La disabilità non abita a Napoli e dopo 180 giorni la campanella ancora deve suonare per un ragazzino di 14 anni. “Io e mio figlio siamo agli arresti in casa da settembre” è lo sfogo di Manuela Udito, mamma di Samuele, affetto da tetraparesi spastica (una forma di paralisi che coinvolge contemporaneamente la muscolatura volontaria di tutti e quattro gli arti) e da diabete di tipo uno. Samuele è un disabile grave che dalla scorsa estate è iscritto al primo anno delle scuole superiori in un istituto di Napoli, il Giustino Fortunato. Siamo al 15 febbraio è la scuola per lui non è mai iniziata nonostante una ordinanza cautelare del Tar, dopo il ricorso presentato dagli avvocati dello studio legale Mangiapia che seguono la famiglia, abbia sollecitato a fine gennaio le istituzioni a nominare quanto prima un operatore socio sanitario.
Ma Regione e Comune, grazie al solito scaricabarile di responsabilità e alla sempre più fitta palude burocratica, prendono tempo e l’amministrazione guidata da Vincenzo De Luca, che gestisce i fondi della sanità e vigila su come vengono gestiti, ad oggi ancora deve fornire risposte con i legali della famiglia che tra un sollecito e l’altro, in attesa dell’udienza del Tribunale amministrativo regionale prevista a maggio, potranno richiedere un risarcimento economico per ogni mese di scuola negato. Una riparazione dal forte valore simbolico e giuridico, si tratterebbe del primo caso in Campania in tema di scuole superiori, ma assai irrisoria perché corrisponde a poche centinaia di euro al mese. Tanto vale il ‘disservizio’ per gli orfani di dignità.
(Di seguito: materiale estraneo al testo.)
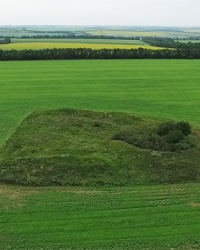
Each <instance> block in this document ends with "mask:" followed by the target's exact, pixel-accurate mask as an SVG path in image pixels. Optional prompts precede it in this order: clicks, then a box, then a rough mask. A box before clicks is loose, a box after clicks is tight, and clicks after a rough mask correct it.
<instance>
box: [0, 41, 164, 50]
mask: <svg viewBox="0 0 200 250" xmlns="http://www.w3.org/2000/svg"><path fill="white" fill-rule="evenodd" d="M53 48H91V49H138V48H143V49H152V50H159V49H163V48H160V47H154V46H150V45H134V44H133V45H129V44H127V45H126V44H102V43H99V44H94V43H59V42H57V43H56V42H53V43H52V42H35V43H34V42H30V43H10V44H2V45H0V49H3V50H12V49H16V50H24V49H34V50H39V49H53Z"/></svg>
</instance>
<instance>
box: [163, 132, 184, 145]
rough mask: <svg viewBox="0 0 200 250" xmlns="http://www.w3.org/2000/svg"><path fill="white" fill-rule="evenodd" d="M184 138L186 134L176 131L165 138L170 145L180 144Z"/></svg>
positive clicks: (165, 136) (169, 134)
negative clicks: (180, 142)
mask: <svg viewBox="0 0 200 250" xmlns="http://www.w3.org/2000/svg"><path fill="white" fill-rule="evenodd" d="M183 138H184V134H183V133H182V131H181V130H178V129H174V130H171V131H169V133H168V134H167V135H166V136H165V139H166V142H168V143H178V142H180V141H181V140H182V139H183Z"/></svg>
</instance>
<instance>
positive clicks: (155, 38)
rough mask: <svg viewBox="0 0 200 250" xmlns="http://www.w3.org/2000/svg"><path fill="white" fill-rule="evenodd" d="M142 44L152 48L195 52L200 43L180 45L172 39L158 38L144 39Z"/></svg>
mask: <svg viewBox="0 0 200 250" xmlns="http://www.w3.org/2000/svg"><path fill="white" fill-rule="evenodd" d="M142 41H143V42H145V43H148V44H150V45H152V46H158V47H162V48H174V49H184V50H196V49H200V43H192V42H188V43H182V42H179V41H175V40H174V39H173V38H166V37H165V38H160V37H145V38H143V39H142Z"/></svg>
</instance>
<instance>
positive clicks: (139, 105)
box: [0, 60, 200, 144]
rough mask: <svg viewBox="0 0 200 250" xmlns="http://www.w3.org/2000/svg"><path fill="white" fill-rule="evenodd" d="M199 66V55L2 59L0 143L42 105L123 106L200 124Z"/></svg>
mask: <svg viewBox="0 0 200 250" xmlns="http://www.w3.org/2000/svg"><path fill="white" fill-rule="evenodd" d="M199 66H200V62H199V61H198V60H193V61H190V60H121V61H120V60H114V61H113V60H111V61H106V60H98V61H95V60H93V61H86V60H84V61H41V62H1V63H0V75H1V92H0V121H1V122H0V138H1V140H0V143H1V144H2V143H3V142H4V140H5V139H6V138H8V137H9V136H10V134H11V133H12V132H13V130H14V129H15V128H16V127H17V125H18V124H19V123H20V122H21V121H22V119H24V118H25V116H27V114H29V113H31V112H33V111H34V110H38V109H51V108H79V109H90V110H102V111H104V110H108V111H125V112H132V113H136V114H141V115H149V116H153V117H159V118H170V119H174V120H186V121H189V122H191V123H192V124H193V125H197V126H198V125H199V124H200V110H199V104H200V101H199V94H200V87H199V86H200V73H199ZM116 68H117V71H116Z"/></svg>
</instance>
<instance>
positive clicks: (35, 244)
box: [0, 184, 200, 250]
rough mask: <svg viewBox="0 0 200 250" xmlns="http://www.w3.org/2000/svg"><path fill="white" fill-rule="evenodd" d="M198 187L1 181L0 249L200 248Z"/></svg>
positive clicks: (161, 249)
mask: <svg viewBox="0 0 200 250" xmlns="http://www.w3.org/2000/svg"><path fill="white" fill-rule="evenodd" d="M199 190H200V185H199V184H185V185H170V186H138V187H130V188H96V189H94V188H90V189H83V188H55V187H54V188H23V187H12V186H11V187H10V186H2V185H1V186H0V225H1V226H0V248H1V249H35V250H37V249H38V250H39V249H45V250H47V249H49V250H50V249H51V250H52V249H135V250H136V249H137V250H138V249H149V250H150V249H152V250H168V249H176V250H178V249H179V250H191V249H199V248H200V241H199V239H200V216H199V212H200V206H199V204H200V191H199Z"/></svg>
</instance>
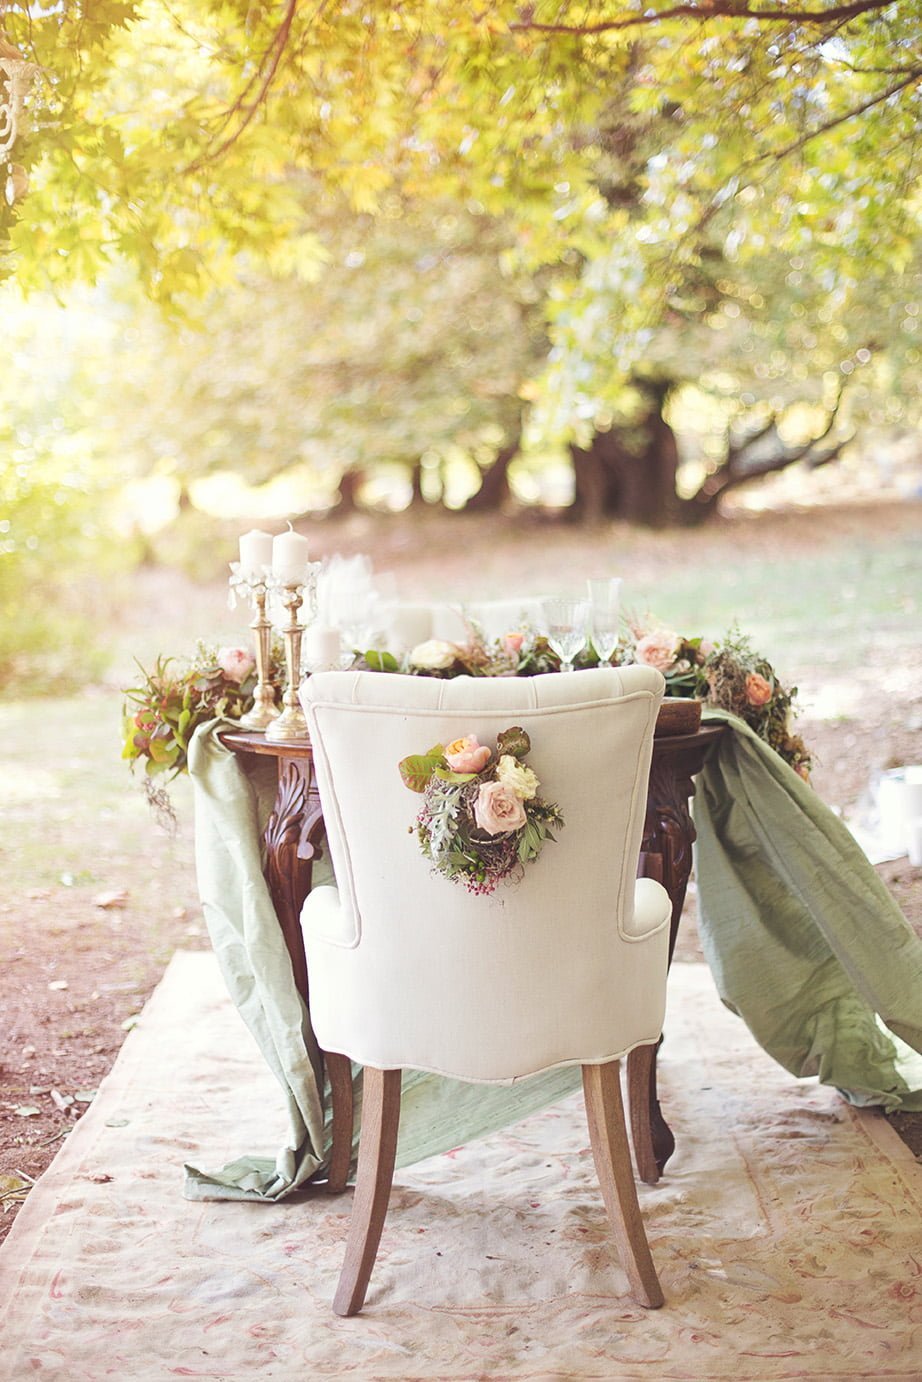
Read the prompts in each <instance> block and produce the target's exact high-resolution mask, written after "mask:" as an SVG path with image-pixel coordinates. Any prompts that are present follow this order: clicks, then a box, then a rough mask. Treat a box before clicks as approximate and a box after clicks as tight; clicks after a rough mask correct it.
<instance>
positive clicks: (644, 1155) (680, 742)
mask: <svg viewBox="0 0 922 1382" xmlns="http://www.w3.org/2000/svg"><path fill="white" fill-rule="evenodd" d="M690 738H691V737H687V735H681V737H677V738H676V739H673V741H672V742H670V741H669V739H668V738H664V739H659V741H658V742H657V744H655V748H654V759H652V766H651V770H650V788H648V792H647V818H646V821H644V835H643V843H641V846H640V869H639V872H640V873H641V876H644V878H654V879H657V882H658V883H662V886H664V887H665V889H666V891H668V893H669V897H670V898H672V918H670V923H669V963H672V954H673V951H675V948H676V937H677V934H679V922H680V918H681V908H683V907H684V901H686V890H687V887H688V875H690V873H691V860H693V851H691V847H693V844H694V840H695V828H694V822H693V820H691V813H690V811H688V802H690V799H691V797H693V796H694V791H695V786H694V781H693V778H694V774H695V773H698V771H699V770H701V767H702V764H704V760H705V757H706V755H708V749H709V745H708V744H694V742H688V741H690ZM659 1045H662V1038H659ZM659 1045H658V1046H657V1048H655V1049H654V1054H652V1059H650V1054H648V1050H650V1049H648V1048H647V1050H646V1052H644V1049H643V1048H641V1049H640V1052H630V1054H629V1056H628V1086H629V1093H630V1096H632V1099H633V1097H637V1099H643V1097H644V1093H643V1092H644V1089H646V1090H647V1099H648V1107H650V1117H648V1119H647V1117H646V1114H641V1111H637V1117H636V1118H634V1114H633V1106H632V1130H633V1135H634V1155H636V1158H637V1173H639V1175H640V1179H641V1180H646V1182H647V1183H650V1184H655V1182H657V1180H658V1179H659V1175H661V1173H662V1171H664V1168H665V1165H666V1162H668V1161H669V1158H670V1157H672V1154H673V1151H675V1150H676V1139H675V1137H673V1135H672V1129H670V1128H669V1124H668V1122H666V1119H665V1118H664V1115H662V1110H661V1107H659V1099H658V1097H657V1057H655V1052H657V1050H658V1049H659ZM637 1142H640V1143H641V1146H637Z"/></svg>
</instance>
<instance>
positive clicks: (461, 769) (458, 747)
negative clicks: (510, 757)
mask: <svg viewBox="0 0 922 1382" xmlns="http://www.w3.org/2000/svg"><path fill="white" fill-rule="evenodd" d="M445 761H446V763H448V766H449V768H451V770H452V773H480V771H481V768H485V767H487V764H488V763H489V749H488V748H487V745H485V744H478V741H477V735H476V734H466V735H464V737H463V738H462V739H452V742H451V744H448V745H445Z"/></svg>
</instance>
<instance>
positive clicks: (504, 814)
mask: <svg viewBox="0 0 922 1382" xmlns="http://www.w3.org/2000/svg"><path fill="white" fill-rule="evenodd" d="M527 820H528V817H527V815H525V807H524V804H523V802H521V800H520V799H518V797H517V796H516V793H514V792H513V791H510V788H507V786H505V785H503V784H502V782H484V784H482V786H481V789H480V792H478V793H477V800H476V802H474V821H476V822H477V825H478V826H480V829H481V831H487V833H488V835H510V833H511V832H513V831H518V829H521V826H523V825H524V824H525V821H527Z"/></svg>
Samuele vive nel quartiere di Pianura che vanta circa 70mila abitanti ma dove non esiste un istituto superiore. Comunica a gesti (con il bacio dice“sì”, con la lingua dice “no”) e per andare a scuola ha dunque bisogno della presenza di un operatore socio sanitario e non di un operatore socio assistenziale che negli istituti campani rappresenta comunque un miraggio. I numeri sono impietosi: il target è di un osa ogni quattro bambini, la realtà è invece mortificante, spesso c’è un operatore per 20 minori. Figure che dovrebbero materialmente aiutare i bimbi disabili durante le attività nell’orario di lezioni. Professionalità sempre più rare, soprattutto alle superiori dove praticamente le istituzioni fanno di tutto per ostacolare le possibilità di frequenza di un ragazzino disabile. “Molti genitori preferiscono lasciarli alle medie per qualche anno per poi tenerli in casa perché lo Stato, almeno qui al Sud, non offre alternative” commenta invece un papà che tutte le mattina accompagna il figlio in carrozzella a scuola con i mezzi pubblici.

La donna è presidente di una associazione che porta il nome del figlio. Si chiama “C’era una volta un principe di nome Samuele” ed è portata avanti, insieme alla vicepresidente Angela Scarallo, con un gruppo di circa una ventina di genitori che provano a tamponare la carenza di fondi per le terapie con cene di beneficenza e vendita di gadget per aiutare famiglie sempre più disperate. Basti pensare che per ottenere la prescrizione delle terapie Aba, quelle destinate ai bambini con la diagnosi di disturbo dello spettro autistico, bisogna chiedere un miracolo a San Gennaro. “In questi sei mesi siamo stati completamente abbandonati e solo grazie alla nostra associazione siamo riusciti a sostenere le spese di assistenza”. Una situazione paradossale in un comune, come quello di Napoli, che ha come assessore alle politiche sociali Luca Trapanese, papà single della piccola Alba, la bimba di sei anni nata con la sindrome di down (in questi giorni è uscito su Sky anche il film che racconta la storia). “Non chiediamo favori, chiediamo solo che venga garantito un nostro diritto” conclude Manuela.